The court relied heavily on Schwarzwaelder v. Merrill Lynch & Co., Inc., 606 F. Supp. 2d 546 (W.D.Pa. March 9, 2009), which was critical of an insurer’s over-reliance on file-reviewing consultants in place of firsthand clinical assessments, particularly since the policy gave the insurer the right to demand the claimant undergo an examination. The court also cited Kinser v. Plans Admin. Comm. of Citigroup, Inc., 488 F. Supp. 2d 1369, 1382-83 (M.D. Ga. 2007), which concluded it was unreasonable for the plan administrator to ignore the treating physician’s “clearly stated and supported opinion” and rely instead on “a cold record file-review by a non-examining” consultant. Applying those rulings as guidance, the court found that Reliance’s consultants simply rejected the treating doctors’ findings without explanation and their reports selectively ignored information in the treating doctors’ notes that supported the claimant. That court was particularly disapproving of one of Reliance’s reviewers, finding his report was “at best, speculation” and lacked any medical basis for its dismissal of the treating doctor’s findings. Compounding the error, the court was troubled by the insurer’s blind acceptance on its consultant’s report while giving no “independent weight” to the treating doctor’s findings.

The court also found unreasonable Reliance’s blanket rejection of Kelly’s pain reports as “self-reported” and “subjective.” The court said that the policy did not limit proof to “objective evidence”; and the insurer’s “decision to accept the conclusions of one physician’s paper review and to discount Kelly’s account of his pain which is supported by the observations of the treating physician and physical therapist, further demonstrates that its exercise of discretion in deciding Kelly’s claim was arbitrary and capricious.”

Finally, the court criticized Reliance for conducting a deficient vocational assessment, since its vocational specialist failed to “determine[ ] which duties were material duties of Kelly’s job, which duties could be delegated, what degree of physical exertion was required to complete the material duties and whether Kelly could, during the Elimination Period, complete those tasks.” Thus, the court again found that Reliance acted arbitrarily and awarded benefits.

Unfortunately, the tactics exposed by the court in Kelly are far too common. For example, in Diaz v. Prudential Ins.Co., 499 F.3d 640 (7th Cir. 2007), the court rejected an insurer’s denial of benefits based on an assertion that pain complaints were “self-reported” and that objective evidence was required. There, too, the court noted that the policy did not impose the onerous requirements insisted upon by the insurer and found the plaintiff’s pain complaints were consistent with the clinical findings.

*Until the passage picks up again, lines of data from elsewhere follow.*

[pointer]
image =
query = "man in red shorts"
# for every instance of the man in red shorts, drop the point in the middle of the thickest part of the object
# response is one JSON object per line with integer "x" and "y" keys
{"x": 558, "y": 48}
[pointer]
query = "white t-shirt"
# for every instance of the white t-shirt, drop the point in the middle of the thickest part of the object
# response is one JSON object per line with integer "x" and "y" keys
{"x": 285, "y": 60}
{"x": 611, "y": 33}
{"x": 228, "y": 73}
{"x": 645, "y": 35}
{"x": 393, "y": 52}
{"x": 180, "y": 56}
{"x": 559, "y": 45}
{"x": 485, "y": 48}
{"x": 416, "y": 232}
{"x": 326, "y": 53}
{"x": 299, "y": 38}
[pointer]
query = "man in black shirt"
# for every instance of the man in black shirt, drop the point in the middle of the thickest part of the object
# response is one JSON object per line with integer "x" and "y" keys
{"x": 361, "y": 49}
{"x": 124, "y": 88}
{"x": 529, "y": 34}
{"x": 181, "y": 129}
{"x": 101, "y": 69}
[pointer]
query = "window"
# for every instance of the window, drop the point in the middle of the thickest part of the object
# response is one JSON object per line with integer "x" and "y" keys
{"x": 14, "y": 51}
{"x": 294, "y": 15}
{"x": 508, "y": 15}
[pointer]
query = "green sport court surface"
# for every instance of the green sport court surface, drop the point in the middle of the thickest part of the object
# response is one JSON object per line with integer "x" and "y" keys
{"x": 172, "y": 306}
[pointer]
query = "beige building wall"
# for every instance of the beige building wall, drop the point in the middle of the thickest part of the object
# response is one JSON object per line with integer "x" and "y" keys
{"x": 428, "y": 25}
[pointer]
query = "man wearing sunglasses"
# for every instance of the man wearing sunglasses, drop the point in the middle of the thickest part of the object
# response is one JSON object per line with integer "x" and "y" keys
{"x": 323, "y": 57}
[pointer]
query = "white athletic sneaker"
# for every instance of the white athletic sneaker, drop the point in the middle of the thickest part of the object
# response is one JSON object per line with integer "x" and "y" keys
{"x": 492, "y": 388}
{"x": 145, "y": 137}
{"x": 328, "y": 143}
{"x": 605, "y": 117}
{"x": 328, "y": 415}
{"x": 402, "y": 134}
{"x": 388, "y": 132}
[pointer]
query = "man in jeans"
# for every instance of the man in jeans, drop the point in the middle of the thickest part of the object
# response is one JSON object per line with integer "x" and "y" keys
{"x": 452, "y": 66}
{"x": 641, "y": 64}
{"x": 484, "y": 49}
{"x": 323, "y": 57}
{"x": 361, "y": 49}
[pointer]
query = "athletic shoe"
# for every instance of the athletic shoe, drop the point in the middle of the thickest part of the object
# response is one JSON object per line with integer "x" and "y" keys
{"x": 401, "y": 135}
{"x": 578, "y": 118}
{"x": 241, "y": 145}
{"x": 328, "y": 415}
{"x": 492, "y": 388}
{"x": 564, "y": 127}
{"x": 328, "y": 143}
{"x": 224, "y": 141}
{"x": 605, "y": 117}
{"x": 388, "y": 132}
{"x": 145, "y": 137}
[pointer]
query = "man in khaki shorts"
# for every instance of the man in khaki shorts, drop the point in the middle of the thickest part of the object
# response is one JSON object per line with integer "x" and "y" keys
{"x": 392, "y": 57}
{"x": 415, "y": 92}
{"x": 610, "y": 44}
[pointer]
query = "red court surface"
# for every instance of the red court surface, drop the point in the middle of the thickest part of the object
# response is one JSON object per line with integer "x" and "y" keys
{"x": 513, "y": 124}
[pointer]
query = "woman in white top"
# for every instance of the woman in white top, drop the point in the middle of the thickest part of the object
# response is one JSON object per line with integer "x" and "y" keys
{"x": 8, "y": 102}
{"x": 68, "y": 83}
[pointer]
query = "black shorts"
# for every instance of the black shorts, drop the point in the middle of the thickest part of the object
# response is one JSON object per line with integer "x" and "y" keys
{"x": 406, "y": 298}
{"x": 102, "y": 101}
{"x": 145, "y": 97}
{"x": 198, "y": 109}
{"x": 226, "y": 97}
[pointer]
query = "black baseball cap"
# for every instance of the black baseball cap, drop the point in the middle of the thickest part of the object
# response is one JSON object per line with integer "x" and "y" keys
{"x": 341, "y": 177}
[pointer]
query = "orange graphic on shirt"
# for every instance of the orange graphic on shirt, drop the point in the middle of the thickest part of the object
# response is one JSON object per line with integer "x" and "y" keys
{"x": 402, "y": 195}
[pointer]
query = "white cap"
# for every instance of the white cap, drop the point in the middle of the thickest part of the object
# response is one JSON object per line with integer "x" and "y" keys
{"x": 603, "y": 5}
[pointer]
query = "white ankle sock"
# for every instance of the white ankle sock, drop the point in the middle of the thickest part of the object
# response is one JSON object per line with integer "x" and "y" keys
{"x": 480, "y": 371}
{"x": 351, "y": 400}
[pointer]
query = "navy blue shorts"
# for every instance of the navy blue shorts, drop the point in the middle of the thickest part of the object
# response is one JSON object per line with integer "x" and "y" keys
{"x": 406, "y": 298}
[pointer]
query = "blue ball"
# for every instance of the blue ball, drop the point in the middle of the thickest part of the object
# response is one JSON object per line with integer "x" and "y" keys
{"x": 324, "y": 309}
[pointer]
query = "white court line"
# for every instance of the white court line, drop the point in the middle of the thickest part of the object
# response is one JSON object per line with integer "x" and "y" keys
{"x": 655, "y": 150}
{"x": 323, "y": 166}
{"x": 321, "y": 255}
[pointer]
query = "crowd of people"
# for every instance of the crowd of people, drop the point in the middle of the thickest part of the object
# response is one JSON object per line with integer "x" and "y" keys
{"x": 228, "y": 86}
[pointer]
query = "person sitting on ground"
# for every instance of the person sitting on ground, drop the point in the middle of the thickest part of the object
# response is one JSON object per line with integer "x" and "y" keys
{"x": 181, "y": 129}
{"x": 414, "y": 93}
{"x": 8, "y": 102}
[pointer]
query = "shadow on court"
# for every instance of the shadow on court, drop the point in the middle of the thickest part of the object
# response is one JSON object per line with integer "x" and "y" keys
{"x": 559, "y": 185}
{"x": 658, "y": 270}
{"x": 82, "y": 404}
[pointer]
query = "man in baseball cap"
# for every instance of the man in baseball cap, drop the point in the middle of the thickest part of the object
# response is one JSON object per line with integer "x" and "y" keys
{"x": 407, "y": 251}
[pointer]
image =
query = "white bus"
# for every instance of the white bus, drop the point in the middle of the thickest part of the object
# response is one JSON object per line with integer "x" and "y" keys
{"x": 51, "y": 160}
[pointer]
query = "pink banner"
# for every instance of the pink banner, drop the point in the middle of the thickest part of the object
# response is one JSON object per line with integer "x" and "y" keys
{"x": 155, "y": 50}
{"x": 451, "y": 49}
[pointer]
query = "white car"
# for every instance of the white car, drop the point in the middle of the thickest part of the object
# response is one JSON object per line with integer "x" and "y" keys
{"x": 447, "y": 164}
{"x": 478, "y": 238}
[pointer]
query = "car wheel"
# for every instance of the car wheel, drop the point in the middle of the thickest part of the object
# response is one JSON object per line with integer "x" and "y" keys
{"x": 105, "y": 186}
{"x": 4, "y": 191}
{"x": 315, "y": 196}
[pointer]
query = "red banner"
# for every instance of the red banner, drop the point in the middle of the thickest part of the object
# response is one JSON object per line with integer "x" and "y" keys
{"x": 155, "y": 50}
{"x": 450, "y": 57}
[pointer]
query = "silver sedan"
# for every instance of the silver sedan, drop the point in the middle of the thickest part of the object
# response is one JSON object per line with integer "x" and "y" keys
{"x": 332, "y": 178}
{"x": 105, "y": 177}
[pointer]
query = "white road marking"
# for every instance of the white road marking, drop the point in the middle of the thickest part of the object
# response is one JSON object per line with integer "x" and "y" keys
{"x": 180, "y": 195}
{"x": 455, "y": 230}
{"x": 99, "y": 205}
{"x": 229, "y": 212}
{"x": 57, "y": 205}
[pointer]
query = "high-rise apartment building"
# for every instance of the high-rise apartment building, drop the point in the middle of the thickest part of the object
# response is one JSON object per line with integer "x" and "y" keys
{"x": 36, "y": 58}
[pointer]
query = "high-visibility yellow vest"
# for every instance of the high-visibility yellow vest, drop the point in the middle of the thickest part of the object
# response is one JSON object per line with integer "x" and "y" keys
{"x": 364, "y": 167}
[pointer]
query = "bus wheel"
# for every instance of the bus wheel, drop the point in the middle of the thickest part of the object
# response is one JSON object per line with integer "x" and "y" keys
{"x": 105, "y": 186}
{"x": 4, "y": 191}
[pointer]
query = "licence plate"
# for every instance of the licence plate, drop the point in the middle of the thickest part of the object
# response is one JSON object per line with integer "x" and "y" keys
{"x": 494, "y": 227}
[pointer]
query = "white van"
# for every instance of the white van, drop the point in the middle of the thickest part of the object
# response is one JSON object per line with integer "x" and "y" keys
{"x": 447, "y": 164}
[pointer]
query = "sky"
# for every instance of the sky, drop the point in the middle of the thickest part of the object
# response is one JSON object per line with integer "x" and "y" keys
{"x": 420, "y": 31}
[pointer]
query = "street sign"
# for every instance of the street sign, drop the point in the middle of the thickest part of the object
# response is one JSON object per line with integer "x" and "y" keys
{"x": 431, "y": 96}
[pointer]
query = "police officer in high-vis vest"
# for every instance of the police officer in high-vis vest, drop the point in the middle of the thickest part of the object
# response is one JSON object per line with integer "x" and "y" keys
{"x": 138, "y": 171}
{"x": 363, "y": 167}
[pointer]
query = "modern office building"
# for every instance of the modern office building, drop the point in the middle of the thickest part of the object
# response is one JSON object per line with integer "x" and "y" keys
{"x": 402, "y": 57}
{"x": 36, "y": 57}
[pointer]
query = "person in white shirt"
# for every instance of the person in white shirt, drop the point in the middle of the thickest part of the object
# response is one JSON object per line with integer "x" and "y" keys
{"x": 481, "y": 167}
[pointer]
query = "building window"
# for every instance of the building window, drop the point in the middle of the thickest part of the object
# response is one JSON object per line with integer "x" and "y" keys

But it should not have taken two separate proceedings for the court to have finally issued a substantive remedy. Courts hearing benefits disputes under Employee Retirement Income Security Act (ERISA), unlike Social Security disability claims, lack statutory authorization to permit remands. The judicial review provision of the Social Security Act, 42 U.S.C. Section 405(g), explicitly authorizes remands to administrative law judges employed by the Social Security Administration. Nowhere in ERISA is there any comparable provision. While courts may be loath to determine whether someone is disabled from reading a cold record, ERISA grants claimants the right to bring a civil action which, in accordance with Rule 43(a) of the Federal Rules of Civil Procedure, entitles them to a trial with testimony offered in open court subject to the Federal Rules of Evidence.

In addition, since the courts of appeals are evenly split on whether remands are final orders subject to appellate review, remands are incompatible with Article 3 of the U.S. Constitution, which requires the issuance of “specific relief through a decree of a conclusive character.” Preiser v. Newkirk. 422 U.S. 395, 401-402 (1975). Therefore, there needs to be more attention paid to how ERISA cases can be resolved with finality since “allowing [a] case to oscillate between the courts and the administrative process prolongs a relatively small matter that, in the interest of both parties, should be quickly decided.” Vega v. Nat’l Life Ins. Servs., Inc. 188 F.3d 287, 302 n. 13 (5th Cir. 1999).

I represented the plaintiff in the Diaz case cited in this article.